Zwei Personen klettern an einer Kletterwand hoch, von einer Sicherungshelferin beobachtet, der wir über die Schulter schauen.
Hoch hinaus in kleinen Schritten: Kletterwand beim Ausrüster Vaude in Tettnang. (Foto: Alwin Buchmaier/​Vaude/​Wikimedia Commons)

Privatkredit, Schnellrechner zur Baufinanzierung, Tipps für die Reisekasse. Wer die Homepage der Sparda-Bank München anklickt, findet die normalen Angebote eines Geldinstituts.
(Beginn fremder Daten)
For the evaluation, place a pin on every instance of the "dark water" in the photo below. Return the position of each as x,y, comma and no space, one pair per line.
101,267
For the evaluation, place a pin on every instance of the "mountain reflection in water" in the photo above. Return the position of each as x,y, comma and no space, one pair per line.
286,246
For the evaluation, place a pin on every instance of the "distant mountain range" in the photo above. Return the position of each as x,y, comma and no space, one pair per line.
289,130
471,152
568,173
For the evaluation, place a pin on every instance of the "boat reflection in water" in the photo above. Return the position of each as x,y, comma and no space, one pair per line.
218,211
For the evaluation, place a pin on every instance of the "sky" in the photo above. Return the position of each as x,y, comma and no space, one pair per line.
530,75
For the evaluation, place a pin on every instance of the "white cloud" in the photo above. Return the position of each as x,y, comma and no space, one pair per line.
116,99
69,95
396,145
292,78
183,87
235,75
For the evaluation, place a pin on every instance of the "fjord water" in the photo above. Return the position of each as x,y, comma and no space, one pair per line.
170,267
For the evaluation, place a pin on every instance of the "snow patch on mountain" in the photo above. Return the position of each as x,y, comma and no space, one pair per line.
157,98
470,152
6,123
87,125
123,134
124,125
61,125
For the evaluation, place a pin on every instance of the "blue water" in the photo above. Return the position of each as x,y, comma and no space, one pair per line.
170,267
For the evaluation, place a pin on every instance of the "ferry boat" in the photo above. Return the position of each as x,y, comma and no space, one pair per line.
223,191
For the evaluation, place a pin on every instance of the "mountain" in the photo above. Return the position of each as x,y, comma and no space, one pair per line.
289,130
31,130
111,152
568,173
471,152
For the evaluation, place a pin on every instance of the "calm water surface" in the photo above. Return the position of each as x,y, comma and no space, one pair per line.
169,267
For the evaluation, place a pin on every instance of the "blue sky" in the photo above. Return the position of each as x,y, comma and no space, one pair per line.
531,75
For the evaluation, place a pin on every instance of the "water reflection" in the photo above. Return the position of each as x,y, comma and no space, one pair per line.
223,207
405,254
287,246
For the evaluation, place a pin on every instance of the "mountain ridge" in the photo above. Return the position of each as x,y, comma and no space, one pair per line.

Doch oben auf der Startseite kann man neben den Finanzprodukten, dem Online-Banking und den Hilfeseiten auch den Button "Gemeinwohl" anklicken.

Das ist etwas Besonderes. Denn das Mitglied der genossenschaftlichen Sparda-Bankengruppe in Bayerns Hauptstadt ist ein Pionierunternehmen der Gemeinwohl-Ökonomie (GWÖ), bei der der Geschäftserfolg nicht nur an Umsatz, Gewinn und Wachstum gemessen wird, sondern auch daran, welcher positive Beitrag für die gesamte Gesellschaft geleistet wird.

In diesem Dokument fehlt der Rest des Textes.